From that morning Frank took on the job of overseer himself, or you might say there was no overseer at Reidka’s, only a manager who worked rather harder than most. Even so, the change would not have been possible without Tvyordov.
This man was the only compositor to be employed year in year out, on a weekly wage. The other three were on piece work. He had a broad, placid face, and the back of his head, covered with short greying stubble, gave the same reassuring impression as the front. Work started at Reidka’s at seven, and at one minute to seven he was in the composing room. It took him a minute exactly to get his setting rule, bodkin, composing-stick and galley out of the locked cupboard where they were kept. These were his own, and he lent them to no one. Tvyordov did not take any tea at this time. He put on a clean white apron which hung from a hook by the side of his frame, and a pair of slippers which he brought with him in a leather bag.

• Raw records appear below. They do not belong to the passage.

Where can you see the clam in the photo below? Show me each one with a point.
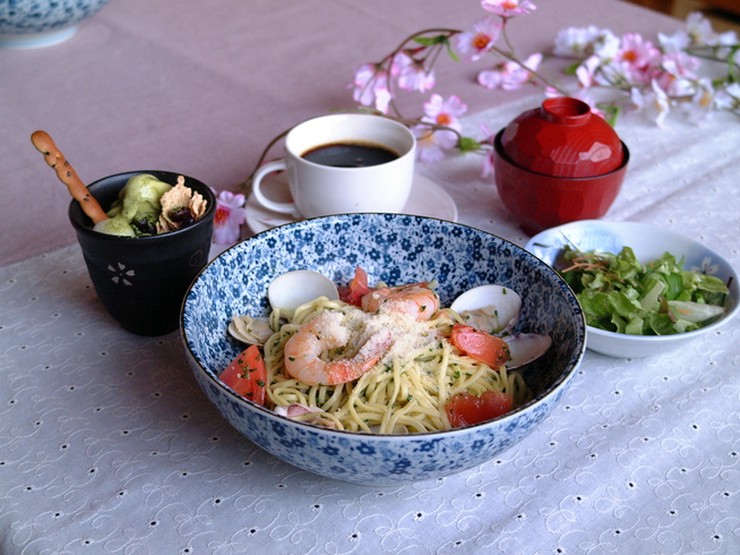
(292, 289)
(490, 308)
(526, 347)
(495, 309)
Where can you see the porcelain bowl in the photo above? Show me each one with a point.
(37, 23)
(648, 242)
(397, 249)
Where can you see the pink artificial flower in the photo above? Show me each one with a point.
(476, 43)
(586, 71)
(433, 142)
(638, 58)
(676, 73)
(655, 103)
(230, 215)
(583, 42)
(412, 75)
(510, 76)
(371, 87)
(508, 8)
(702, 101)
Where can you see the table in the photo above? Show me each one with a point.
(108, 446)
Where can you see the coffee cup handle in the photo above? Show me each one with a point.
(259, 175)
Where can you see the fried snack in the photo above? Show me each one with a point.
(67, 175)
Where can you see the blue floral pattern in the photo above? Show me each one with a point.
(36, 16)
(396, 249)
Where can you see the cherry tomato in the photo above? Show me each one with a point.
(483, 347)
(246, 375)
(465, 409)
(356, 289)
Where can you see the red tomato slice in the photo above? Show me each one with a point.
(465, 409)
(483, 347)
(356, 289)
(246, 375)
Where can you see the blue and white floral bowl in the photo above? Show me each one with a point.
(397, 249)
(37, 23)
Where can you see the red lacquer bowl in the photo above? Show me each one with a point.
(538, 201)
(563, 138)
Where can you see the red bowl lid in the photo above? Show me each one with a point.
(563, 138)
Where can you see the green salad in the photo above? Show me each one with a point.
(620, 294)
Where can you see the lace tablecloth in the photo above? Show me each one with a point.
(108, 446)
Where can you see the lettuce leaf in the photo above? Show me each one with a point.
(618, 293)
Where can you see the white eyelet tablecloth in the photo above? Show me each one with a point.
(108, 446)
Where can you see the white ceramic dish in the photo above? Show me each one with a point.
(426, 199)
(648, 242)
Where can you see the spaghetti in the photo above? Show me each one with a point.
(406, 391)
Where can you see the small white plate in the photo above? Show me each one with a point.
(648, 242)
(426, 199)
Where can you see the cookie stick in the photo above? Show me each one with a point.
(67, 175)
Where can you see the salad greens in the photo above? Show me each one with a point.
(618, 293)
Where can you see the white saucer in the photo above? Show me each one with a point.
(426, 199)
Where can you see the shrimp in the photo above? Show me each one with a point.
(416, 300)
(325, 332)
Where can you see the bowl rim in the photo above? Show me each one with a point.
(554, 389)
(734, 300)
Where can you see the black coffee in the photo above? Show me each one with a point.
(350, 155)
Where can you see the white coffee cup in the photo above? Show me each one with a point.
(319, 190)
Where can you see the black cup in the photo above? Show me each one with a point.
(142, 281)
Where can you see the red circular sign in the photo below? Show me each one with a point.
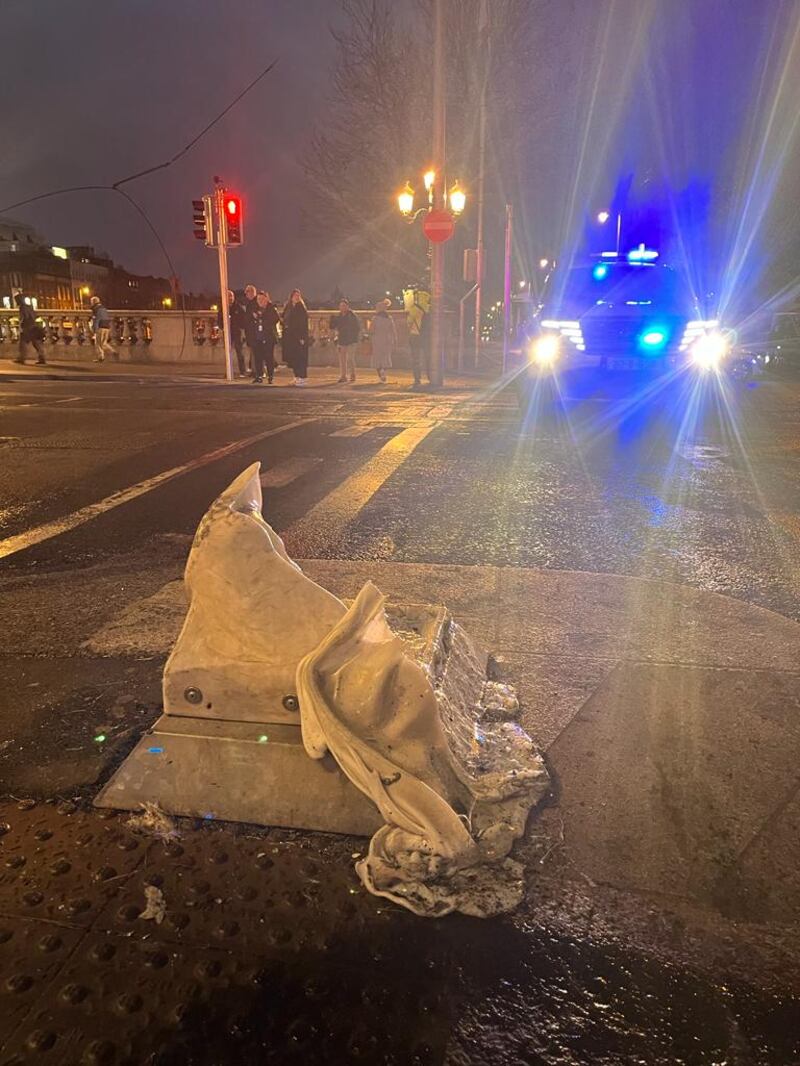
(438, 226)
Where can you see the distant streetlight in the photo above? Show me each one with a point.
(405, 199)
(458, 199)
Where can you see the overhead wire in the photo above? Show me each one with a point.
(140, 174)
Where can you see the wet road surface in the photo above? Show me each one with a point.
(698, 485)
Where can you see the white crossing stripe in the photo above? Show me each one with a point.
(353, 431)
(21, 540)
(285, 473)
(340, 506)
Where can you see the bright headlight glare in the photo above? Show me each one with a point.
(708, 351)
(545, 350)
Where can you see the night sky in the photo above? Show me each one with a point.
(105, 87)
(681, 93)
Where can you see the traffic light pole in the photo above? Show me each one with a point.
(222, 248)
(437, 249)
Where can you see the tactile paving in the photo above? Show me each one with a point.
(62, 863)
(31, 952)
(227, 890)
(118, 1000)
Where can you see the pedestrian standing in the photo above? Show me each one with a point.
(418, 343)
(100, 326)
(236, 323)
(348, 334)
(296, 336)
(266, 319)
(383, 336)
(250, 305)
(30, 330)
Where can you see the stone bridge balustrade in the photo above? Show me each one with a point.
(174, 336)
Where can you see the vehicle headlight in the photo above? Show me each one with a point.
(708, 351)
(545, 350)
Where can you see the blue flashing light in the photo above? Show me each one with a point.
(642, 255)
(653, 339)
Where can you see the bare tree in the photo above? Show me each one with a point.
(378, 132)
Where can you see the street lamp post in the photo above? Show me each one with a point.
(441, 211)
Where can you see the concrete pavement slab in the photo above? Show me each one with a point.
(767, 887)
(668, 772)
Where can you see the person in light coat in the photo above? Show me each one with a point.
(383, 336)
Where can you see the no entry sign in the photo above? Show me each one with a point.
(438, 226)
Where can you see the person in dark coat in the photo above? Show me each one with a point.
(296, 336)
(266, 319)
(100, 327)
(348, 334)
(236, 321)
(30, 330)
(250, 306)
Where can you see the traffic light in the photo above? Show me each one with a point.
(234, 221)
(203, 221)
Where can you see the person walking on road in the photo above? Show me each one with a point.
(383, 336)
(266, 320)
(296, 337)
(236, 322)
(30, 330)
(417, 320)
(100, 326)
(348, 334)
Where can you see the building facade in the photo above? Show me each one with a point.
(66, 278)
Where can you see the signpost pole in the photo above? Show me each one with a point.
(507, 289)
(222, 248)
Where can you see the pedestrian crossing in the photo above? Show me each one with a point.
(284, 473)
(329, 517)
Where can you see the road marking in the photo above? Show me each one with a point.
(21, 540)
(352, 431)
(284, 473)
(334, 512)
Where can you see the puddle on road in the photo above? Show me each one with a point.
(465, 992)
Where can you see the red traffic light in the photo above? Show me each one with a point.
(234, 220)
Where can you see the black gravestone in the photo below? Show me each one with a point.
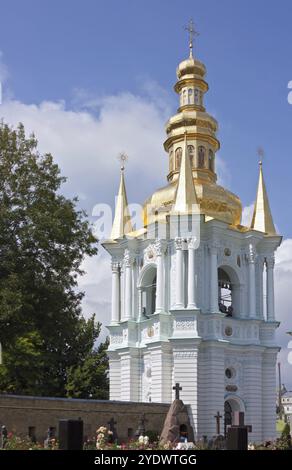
(237, 438)
(71, 434)
(237, 434)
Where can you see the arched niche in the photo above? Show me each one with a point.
(147, 289)
(229, 291)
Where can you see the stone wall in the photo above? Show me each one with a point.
(19, 413)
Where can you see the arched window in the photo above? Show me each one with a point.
(178, 154)
(201, 156)
(148, 291)
(190, 96)
(184, 100)
(191, 153)
(197, 96)
(171, 161)
(211, 160)
(228, 291)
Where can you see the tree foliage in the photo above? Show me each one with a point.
(43, 240)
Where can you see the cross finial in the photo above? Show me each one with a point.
(261, 154)
(123, 158)
(177, 389)
(217, 418)
(192, 33)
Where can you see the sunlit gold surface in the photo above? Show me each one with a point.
(214, 201)
(262, 217)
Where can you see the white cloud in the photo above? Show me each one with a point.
(85, 141)
(283, 297)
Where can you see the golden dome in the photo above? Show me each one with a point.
(202, 144)
(214, 201)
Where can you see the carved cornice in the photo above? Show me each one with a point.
(128, 259)
(178, 242)
(160, 247)
(270, 260)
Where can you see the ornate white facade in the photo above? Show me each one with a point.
(196, 307)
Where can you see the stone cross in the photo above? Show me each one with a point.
(177, 389)
(141, 428)
(218, 417)
(112, 423)
(238, 421)
(112, 428)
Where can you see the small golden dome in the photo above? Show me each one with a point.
(193, 121)
(214, 201)
(191, 66)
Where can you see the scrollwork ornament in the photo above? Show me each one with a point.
(270, 260)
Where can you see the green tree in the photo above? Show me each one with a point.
(43, 240)
(89, 379)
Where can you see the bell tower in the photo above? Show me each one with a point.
(193, 291)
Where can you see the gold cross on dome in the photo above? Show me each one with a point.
(123, 158)
(192, 33)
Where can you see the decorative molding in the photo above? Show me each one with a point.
(115, 266)
(270, 260)
(116, 338)
(192, 243)
(179, 243)
(186, 323)
(128, 258)
(160, 247)
(251, 254)
(185, 354)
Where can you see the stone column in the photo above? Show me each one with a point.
(214, 279)
(115, 292)
(160, 286)
(128, 286)
(179, 273)
(270, 263)
(251, 277)
(191, 274)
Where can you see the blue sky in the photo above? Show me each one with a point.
(105, 47)
(93, 78)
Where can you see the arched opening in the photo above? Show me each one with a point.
(191, 153)
(231, 405)
(201, 156)
(228, 291)
(197, 97)
(148, 291)
(190, 96)
(178, 155)
(211, 160)
(171, 161)
(184, 97)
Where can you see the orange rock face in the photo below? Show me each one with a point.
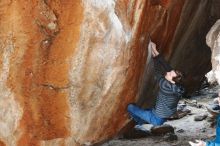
(68, 69)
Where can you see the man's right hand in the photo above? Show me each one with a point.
(153, 49)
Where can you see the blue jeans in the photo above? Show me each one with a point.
(142, 116)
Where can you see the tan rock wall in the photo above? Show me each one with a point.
(213, 41)
(68, 69)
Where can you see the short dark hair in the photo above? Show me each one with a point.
(179, 77)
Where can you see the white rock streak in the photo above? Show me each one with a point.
(213, 41)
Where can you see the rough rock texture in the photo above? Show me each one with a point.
(68, 69)
(213, 41)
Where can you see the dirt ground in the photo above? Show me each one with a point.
(186, 128)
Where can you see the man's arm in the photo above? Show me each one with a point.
(160, 65)
(165, 65)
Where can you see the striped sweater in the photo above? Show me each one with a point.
(169, 94)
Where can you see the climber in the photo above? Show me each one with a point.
(215, 142)
(170, 92)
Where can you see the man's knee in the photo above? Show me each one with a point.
(130, 107)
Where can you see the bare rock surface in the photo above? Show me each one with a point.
(69, 68)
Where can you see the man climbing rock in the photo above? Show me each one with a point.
(170, 92)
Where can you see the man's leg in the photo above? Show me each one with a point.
(139, 115)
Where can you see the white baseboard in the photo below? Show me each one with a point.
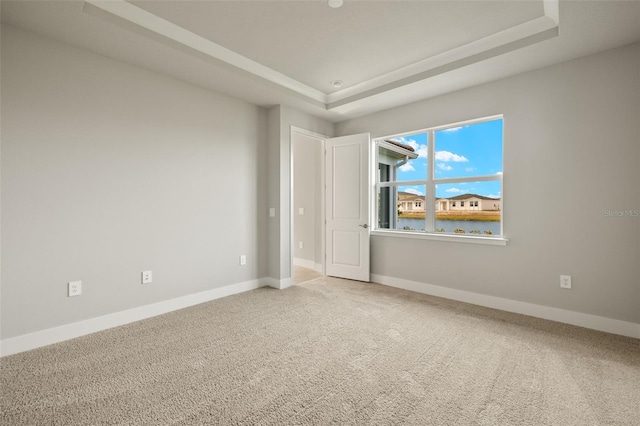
(69, 331)
(309, 264)
(279, 284)
(594, 322)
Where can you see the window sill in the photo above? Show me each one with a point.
(495, 241)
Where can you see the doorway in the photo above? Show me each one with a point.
(307, 215)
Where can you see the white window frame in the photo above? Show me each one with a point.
(430, 183)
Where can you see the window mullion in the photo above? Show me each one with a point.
(430, 197)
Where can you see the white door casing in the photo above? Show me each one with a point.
(347, 207)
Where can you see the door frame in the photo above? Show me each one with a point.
(293, 131)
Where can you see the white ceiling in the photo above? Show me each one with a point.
(387, 53)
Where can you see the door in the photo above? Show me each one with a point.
(347, 207)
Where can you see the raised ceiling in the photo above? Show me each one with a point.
(288, 52)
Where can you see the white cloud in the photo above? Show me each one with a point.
(413, 191)
(407, 167)
(450, 156)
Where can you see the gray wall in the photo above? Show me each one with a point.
(109, 170)
(572, 140)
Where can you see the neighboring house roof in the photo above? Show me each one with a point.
(467, 196)
(408, 196)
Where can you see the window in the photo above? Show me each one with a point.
(443, 180)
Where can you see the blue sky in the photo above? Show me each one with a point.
(470, 150)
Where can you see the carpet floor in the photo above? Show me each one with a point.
(329, 351)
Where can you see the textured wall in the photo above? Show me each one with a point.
(109, 170)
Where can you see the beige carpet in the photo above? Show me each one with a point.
(329, 352)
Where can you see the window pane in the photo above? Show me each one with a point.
(402, 208)
(469, 150)
(470, 208)
(403, 158)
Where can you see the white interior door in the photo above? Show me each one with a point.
(347, 207)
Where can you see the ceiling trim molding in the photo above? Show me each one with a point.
(131, 17)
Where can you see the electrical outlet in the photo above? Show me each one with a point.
(565, 281)
(74, 288)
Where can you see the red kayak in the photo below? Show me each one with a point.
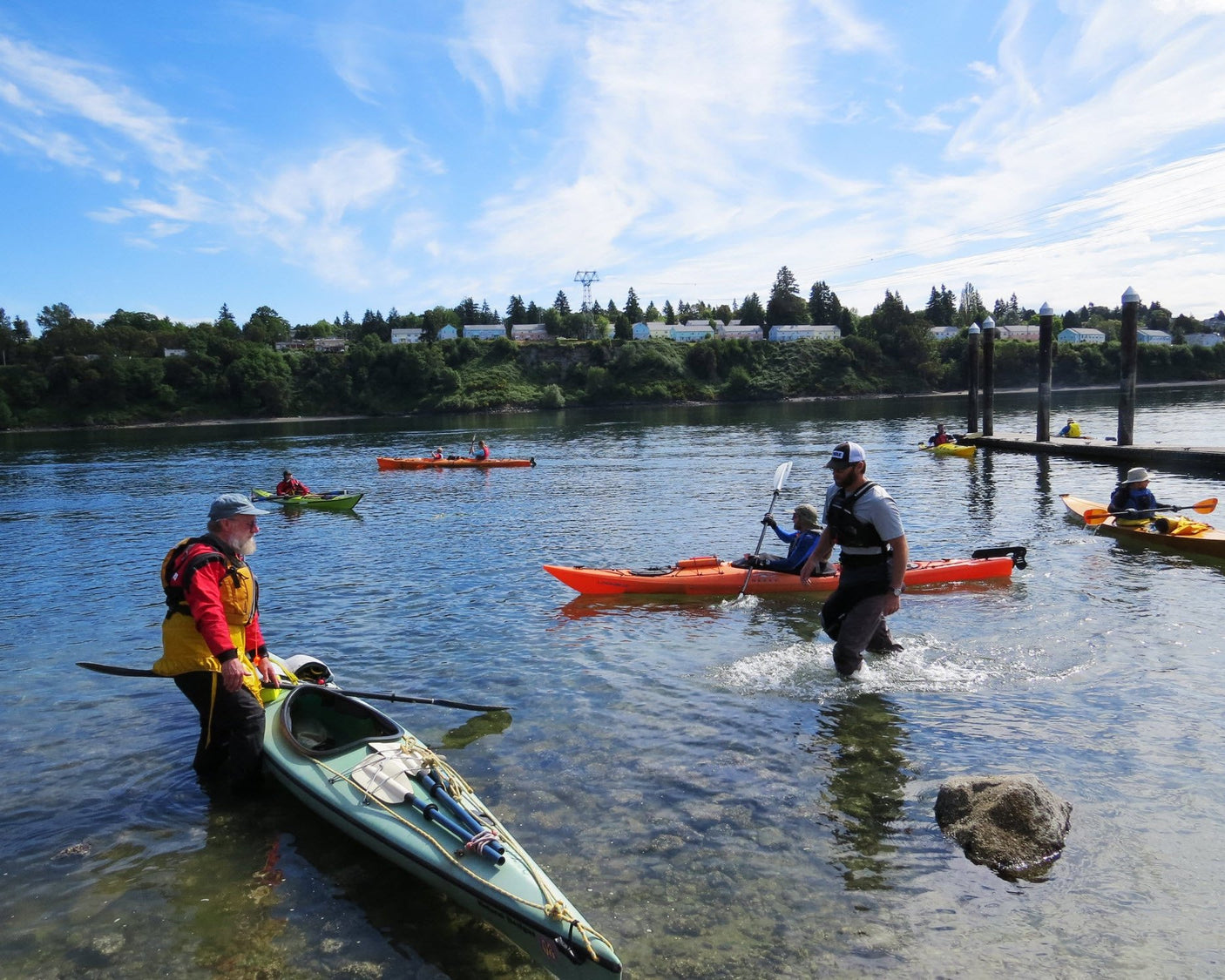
(708, 576)
(428, 462)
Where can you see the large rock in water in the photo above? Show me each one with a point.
(1011, 823)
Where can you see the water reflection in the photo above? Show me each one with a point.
(866, 744)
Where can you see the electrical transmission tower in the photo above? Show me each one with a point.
(587, 277)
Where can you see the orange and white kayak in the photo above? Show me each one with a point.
(1179, 534)
(462, 462)
(708, 576)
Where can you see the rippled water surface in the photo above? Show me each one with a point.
(691, 772)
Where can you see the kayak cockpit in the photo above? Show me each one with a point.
(320, 721)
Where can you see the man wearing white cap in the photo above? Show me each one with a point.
(1134, 497)
(212, 645)
(863, 521)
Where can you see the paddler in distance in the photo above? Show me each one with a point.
(212, 643)
(863, 519)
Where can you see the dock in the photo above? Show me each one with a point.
(1169, 457)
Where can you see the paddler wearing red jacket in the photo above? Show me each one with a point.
(212, 643)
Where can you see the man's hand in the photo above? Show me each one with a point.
(233, 674)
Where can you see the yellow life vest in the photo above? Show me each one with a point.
(183, 647)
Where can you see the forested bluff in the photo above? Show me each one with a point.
(118, 373)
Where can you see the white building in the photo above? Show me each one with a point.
(525, 332)
(484, 331)
(738, 331)
(1080, 336)
(1153, 337)
(785, 332)
(653, 331)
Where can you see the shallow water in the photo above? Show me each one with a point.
(691, 772)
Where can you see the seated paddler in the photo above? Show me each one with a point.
(1132, 501)
(802, 542)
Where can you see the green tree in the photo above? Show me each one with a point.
(941, 307)
(633, 308)
(785, 305)
(752, 313)
(823, 305)
(971, 309)
(266, 326)
(516, 313)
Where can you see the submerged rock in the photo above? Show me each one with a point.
(1011, 823)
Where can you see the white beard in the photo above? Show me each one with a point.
(243, 548)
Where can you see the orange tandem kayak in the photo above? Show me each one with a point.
(1189, 537)
(425, 462)
(708, 576)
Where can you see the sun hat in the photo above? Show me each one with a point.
(808, 516)
(232, 505)
(845, 454)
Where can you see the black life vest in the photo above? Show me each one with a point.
(848, 530)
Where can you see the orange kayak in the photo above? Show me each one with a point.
(425, 462)
(1198, 539)
(708, 576)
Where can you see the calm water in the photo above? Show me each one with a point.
(693, 774)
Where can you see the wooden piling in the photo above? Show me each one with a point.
(1046, 362)
(989, 376)
(971, 382)
(1127, 367)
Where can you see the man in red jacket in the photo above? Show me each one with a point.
(212, 643)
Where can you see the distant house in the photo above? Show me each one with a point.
(525, 332)
(785, 332)
(1080, 336)
(1153, 337)
(693, 331)
(738, 331)
(1017, 332)
(652, 331)
(484, 331)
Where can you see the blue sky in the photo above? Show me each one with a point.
(321, 157)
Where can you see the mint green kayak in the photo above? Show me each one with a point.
(377, 783)
(337, 500)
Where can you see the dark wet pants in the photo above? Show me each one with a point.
(854, 615)
(232, 744)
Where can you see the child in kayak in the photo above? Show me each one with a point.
(290, 486)
(941, 436)
(802, 540)
(1134, 497)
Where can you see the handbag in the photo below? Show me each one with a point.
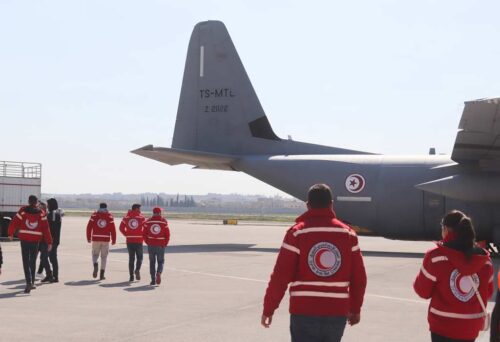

Then he stepped into his frame and put his German silver watch on the lower bar of the upper case into a clip of his own construction, which fitted it exactly. The watch had a second hand, or sweep. Tvyordov spent no time in distributing the type from the reserves of the thirty-five letters and fifteen punctuation marks, that had always been done the night before, but started straight away on his copy, memorized the first few phrases, filled his composing stick, adjusted the spaces and took a sounding from his watch to see how long this had taken and to set his standard for the day. This was not an absolute measure. It depended on the weather, the copy, the proportion of foreign words, but never on Tvyordov himself. If at any point later on in the day he found that he had pushed down his last space a few seconds too early he would wait, motionless and untroubled, then shift his setting rule down at the watch’s precise tick. When the stick was lifted into the galley he grasped the letters lightly as though they were a solid piece of metal. This was difficult, the apprentices trying it were often reduced to tears, but during the past four hundred years no easier way had apparently been discovered of doing it. In this way he could set one thousand five hundred letters and spaces in an hour.